Author: Meng Yaping

Posted on: CGTN | January 9th, 2017



The battle to boost a weak global economy and adapt to major structural changes in the trade and investment landscape has taken many forms since the world financial crisis. Could China’s revival of ancient Eurasian trade routes be the answer?

New models of international cooperation and global governance are in the demand, and the Belt and Road Initiative seeks to inject fresh energy into global development. But how does the initiative work, and who benefits?

What is the Belt and Road Initiative?

The Belt and Road Initiative, comprising the New Silk Road Economic Belt and 21st Century Maritime Silk Road, is a development strategy and framework based on the ancient Silk Road concept and routes. It was proposed by Chinese President Xi Jinping in late 2013.

The New Silk Road Economic Belt runs westward from China, crossing central Asia and finally reaching Western Europe, while the 21st Century Maritime Silk Road loops south from China, linking Southeast Asian countries, Africa and Europe. Neither the belt nor the road follows any clear line geographically speaking, but both serve as roadmaps for how China wants to further integrate itself into the world economy and strengthen its influence in these regions.

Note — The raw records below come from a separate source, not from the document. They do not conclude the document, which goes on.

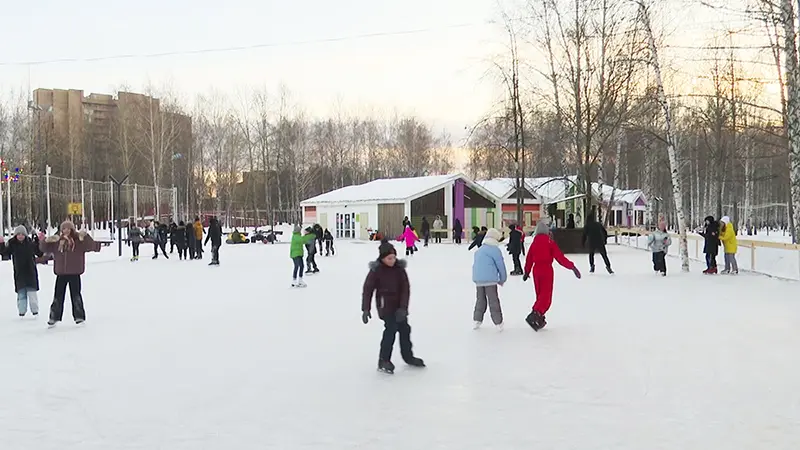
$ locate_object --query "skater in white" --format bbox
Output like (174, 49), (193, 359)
(472, 228), (508, 331)
(0, 225), (42, 317)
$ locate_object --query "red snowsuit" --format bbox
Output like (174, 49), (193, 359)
(524, 234), (575, 315)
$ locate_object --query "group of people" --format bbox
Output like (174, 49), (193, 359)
(0, 221), (100, 327)
(128, 217), (222, 266)
(289, 224), (336, 287)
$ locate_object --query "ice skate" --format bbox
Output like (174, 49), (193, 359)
(378, 359), (394, 374)
(406, 356), (425, 367)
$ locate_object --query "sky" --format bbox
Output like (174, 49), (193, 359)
(0, 0), (770, 146)
(0, 0), (502, 144)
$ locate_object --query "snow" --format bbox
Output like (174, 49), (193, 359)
(0, 241), (800, 450)
(301, 175), (462, 206)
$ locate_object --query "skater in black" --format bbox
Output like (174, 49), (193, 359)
(506, 223), (523, 276)
(420, 217), (431, 247)
(582, 212), (614, 273)
(361, 241), (425, 373)
(170, 220), (189, 260)
(305, 227), (319, 274)
(322, 228), (336, 256)
(204, 216), (222, 266)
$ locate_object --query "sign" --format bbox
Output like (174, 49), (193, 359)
(67, 203), (83, 216)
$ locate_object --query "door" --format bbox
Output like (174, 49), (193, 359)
(358, 213), (369, 240)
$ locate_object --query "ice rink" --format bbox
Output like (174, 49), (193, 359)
(0, 242), (800, 450)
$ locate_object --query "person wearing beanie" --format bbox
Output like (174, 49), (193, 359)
(647, 217), (672, 277)
(719, 216), (739, 275)
(361, 241), (425, 373)
(39, 220), (100, 327)
(0, 225), (43, 317)
(472, 228), (506, 331)
(522, 220), (581, 331)
(289, 225), (317, 287)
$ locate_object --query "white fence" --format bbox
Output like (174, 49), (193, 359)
(614, 228), (800, 280)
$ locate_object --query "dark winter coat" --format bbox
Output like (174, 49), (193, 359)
(581, 218), (608, 249)
(507, 228), (522, 255)
(700, 216), (720, 255)
(0, 237), (42, 292)
(205, 219), (222, 247)
(361, 259), (411, 319)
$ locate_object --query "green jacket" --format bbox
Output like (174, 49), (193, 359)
(289, 233), (317, 258)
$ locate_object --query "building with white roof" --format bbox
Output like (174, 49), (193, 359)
(300, 174), (499, 239)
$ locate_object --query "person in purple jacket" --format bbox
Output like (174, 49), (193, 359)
(39, 220), (100, 327)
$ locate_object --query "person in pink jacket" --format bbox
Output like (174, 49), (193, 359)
(397, 225), (419, 256)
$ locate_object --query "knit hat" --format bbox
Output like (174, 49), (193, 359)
(378, 242), (397, 260)
(535, 220), (550, 234)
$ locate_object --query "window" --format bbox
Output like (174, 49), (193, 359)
(336, 213), (356, 239)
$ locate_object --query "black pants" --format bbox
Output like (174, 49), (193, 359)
(653, 252), (667, 273)
(511, 253), (522, 273)
(379, 314), (414, 362)
(306, 253), (319, 273)
(153, 242), (169, 259)
(589, 245), (611, 269)
(50, 275), (86, 322)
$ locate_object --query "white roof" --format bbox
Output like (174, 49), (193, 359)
(300, 174), (463, 205)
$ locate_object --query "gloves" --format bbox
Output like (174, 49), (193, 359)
(394, 308), (408, 322)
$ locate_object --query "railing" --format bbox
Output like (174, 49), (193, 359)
(614, 228), (800, 280)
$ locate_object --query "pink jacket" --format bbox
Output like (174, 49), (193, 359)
(397, 227), (419, 247)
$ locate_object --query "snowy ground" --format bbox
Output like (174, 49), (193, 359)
(0, 242), (800, 450)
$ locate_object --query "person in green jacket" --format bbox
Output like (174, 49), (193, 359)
(289, 225), (317, 287)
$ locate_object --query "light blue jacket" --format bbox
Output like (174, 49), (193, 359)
(472, 239), (508, 286)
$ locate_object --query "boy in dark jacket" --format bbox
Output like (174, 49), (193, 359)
(0, 225), (42, 317)
(322, 228), (336, 256)
(361, 241), (425, 373)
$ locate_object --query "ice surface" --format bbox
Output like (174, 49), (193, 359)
(0, 242), (800, 450)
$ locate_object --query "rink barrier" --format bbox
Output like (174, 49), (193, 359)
(614, 228), (800, 280)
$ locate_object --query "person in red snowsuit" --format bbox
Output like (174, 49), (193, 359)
(522, 221), (581, 331)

China works with countries along the routes on infrastructure construction and advanced equipment manufacturing by taking advantage of the cooperation mechanism.

Who will benefit? And how?

Connecting the Asia-Pacific economic circle in the east and the European economic circle in the west, the Belt and Road is the longest economic corridor with the greatest potential in the world, with more than 100 countries and international organizations participating in the initiative.

As of July 2016, Chinese enterprises had established 52 economic cooperation zones in more than 20 countries while paying one billion US dollars in taxes and creating nearly 160,000 jobs. Business opportunities lie in sectors such as infrastructure construction, finance, trade and logistics, distribution and retail. During the first 11 months of 2016, China’s trade volume with countries along the Belt and Road reached 848.9 billion US dollars, accounting for 25.7 percent of China’s total foreign trade volume over the same period.

Developing countries, with comparatively poor infrastructure construction and economic capability, play a key role in the initiative. Populations with per capita GDP of between 1,046 and 4,125 US dollars, considered a moderate and low income group, constituted 55.2 percent of the total population within the relevant regions. This is also the group that benefits most from the strategy.

With multiple railways, highways and ports built and scheduled along the routes, regional industrial cooperation will be stepped up and individuals will have greater opportunities to travel and trade. Unimpeded trade and money circulation among countries under the new framework is set to bring a greater choice of foreign commodities and at lower prices. Those who run businesses which cooperate across borders may pay less tax while getting more opportunities, under a standardized regulation system.